A tarde seguiu mais tranquila após algumas garrafas de champanhe e uma conversa sincera entre as três. Benício e Vitória estavam na sala, brincando com os três filhos de Helena, enquanto as outras duas conversavam na cozinha aguardando a empregada servir o café.

– Conseguiste entender-se com Helena? – Perguntou Benício, sentado no chão, enquanto formava palavras com cubos de letrinhas com a filha mais velha de Helena enquanto o do meio pintava um desenho.

– Sempre nos entendemos. – Respondeu Vitória, no sofá, com o caçula no colo, que brincava com um boneco de madeira.

– Apenas para esclarecer... Não há nenhum tipo de pretensão de algo, bem, de algo mais entre...

– Não, Benício, eu contava com um pedido de casamento nas próximas duas semanas. – Ironizou Vitória.

– Apenas esclarecendo. – riu.

– Eu sei. – sorriu – Aprecio tua preocupação em elucidar a situação.

– Bem, sem mais casamentos hipotéticos, falemos de um verdadeiro. Miranda irá se casar daqui a três semanas.

– Sim, eu soube. – sorriu – Ele e a...

– Cláudia. – sorriu – Bem, eu serei padrinho. Gostarias de acompanhar-me à cerimônia?
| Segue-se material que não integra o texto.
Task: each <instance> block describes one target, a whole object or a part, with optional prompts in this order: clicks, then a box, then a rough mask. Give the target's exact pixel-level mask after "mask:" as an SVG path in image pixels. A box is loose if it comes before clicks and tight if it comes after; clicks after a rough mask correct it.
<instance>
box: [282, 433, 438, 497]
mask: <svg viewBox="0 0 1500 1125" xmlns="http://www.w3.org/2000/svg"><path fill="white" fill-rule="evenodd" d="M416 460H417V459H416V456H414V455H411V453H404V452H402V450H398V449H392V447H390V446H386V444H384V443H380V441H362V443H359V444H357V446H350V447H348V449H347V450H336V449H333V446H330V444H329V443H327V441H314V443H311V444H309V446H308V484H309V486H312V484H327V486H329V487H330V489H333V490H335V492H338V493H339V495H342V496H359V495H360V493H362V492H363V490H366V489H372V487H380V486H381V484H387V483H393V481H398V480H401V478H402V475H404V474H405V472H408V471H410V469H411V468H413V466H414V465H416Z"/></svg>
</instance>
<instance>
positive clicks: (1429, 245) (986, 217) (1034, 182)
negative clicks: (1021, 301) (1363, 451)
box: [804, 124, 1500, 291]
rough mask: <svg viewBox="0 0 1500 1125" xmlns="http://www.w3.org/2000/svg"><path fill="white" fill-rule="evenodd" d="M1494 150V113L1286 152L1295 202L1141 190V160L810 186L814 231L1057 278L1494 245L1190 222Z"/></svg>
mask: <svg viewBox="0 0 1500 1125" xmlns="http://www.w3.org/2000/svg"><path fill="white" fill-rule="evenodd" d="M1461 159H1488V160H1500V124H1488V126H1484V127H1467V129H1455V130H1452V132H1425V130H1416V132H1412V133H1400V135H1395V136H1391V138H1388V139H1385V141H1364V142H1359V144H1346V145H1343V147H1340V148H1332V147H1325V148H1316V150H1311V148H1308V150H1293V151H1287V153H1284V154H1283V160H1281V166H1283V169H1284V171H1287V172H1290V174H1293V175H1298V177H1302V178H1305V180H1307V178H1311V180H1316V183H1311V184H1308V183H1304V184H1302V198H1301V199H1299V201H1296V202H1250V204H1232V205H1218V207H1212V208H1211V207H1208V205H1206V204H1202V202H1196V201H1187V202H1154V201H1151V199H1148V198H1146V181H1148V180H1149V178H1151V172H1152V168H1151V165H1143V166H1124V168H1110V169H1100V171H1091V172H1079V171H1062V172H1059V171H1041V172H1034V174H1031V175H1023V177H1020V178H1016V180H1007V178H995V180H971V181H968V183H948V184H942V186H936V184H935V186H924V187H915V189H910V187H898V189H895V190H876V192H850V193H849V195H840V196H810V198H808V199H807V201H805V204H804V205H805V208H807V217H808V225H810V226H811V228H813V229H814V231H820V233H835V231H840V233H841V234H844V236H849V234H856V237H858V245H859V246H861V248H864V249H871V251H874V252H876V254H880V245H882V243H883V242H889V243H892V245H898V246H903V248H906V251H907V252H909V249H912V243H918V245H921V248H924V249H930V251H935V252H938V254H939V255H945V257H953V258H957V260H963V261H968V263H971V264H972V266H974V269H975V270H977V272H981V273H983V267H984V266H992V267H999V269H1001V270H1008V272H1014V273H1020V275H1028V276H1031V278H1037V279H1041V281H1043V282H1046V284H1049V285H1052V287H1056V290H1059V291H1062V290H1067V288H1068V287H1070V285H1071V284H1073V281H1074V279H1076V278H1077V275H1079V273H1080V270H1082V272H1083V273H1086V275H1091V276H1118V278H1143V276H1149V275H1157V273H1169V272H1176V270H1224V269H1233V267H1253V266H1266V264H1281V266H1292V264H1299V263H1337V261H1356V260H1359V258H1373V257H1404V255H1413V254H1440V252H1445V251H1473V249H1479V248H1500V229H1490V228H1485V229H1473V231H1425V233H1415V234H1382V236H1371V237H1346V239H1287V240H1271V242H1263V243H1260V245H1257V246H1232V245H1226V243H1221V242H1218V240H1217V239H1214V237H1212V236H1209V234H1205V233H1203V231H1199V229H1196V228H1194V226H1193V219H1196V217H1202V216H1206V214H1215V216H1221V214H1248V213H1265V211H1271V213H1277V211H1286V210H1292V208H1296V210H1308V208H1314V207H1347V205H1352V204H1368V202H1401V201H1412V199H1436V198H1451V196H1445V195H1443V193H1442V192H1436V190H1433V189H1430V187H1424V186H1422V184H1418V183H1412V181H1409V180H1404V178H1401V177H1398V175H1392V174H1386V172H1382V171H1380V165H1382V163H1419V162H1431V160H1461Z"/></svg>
– Bem, por que não? – riu – Não é como se o resto do mundo não pensasse que estamos namorando mesmo.

– E não estamos?

– Eu não sei... Segundo minha prima, não estamos.

– Por que não?

– Porque em um namoro não se deve fazer... – olhou para as crianças – Coisas de adultos.

– Ah, claro. Mas eu gostaria de chamar-te de namorada. – riu – E adoraria que me acompanhasses ao casamento. 

– Tudo bem, aceito o título e o convite. – riu – Mas muita ousadia tua pensar que ainda não terei sumido de tua vida em três semanas.

– É? – Desdenhou Benício. – Estou bem seguro que ainda hei de ver-te por muito tempo ainda, Doutora.

– E o que está lhe garantindo isto?

Benício tirou os olhos dos brinquedos e encarou Vitória, com a sobrancelha levantada, e mandou-lhe um beijo, seguido de uma piscada. Os dois riram e as crianças, mesmo sem entender, também. Marieta e Helena voltavam da cozinha quando os encontraram rindo na sala.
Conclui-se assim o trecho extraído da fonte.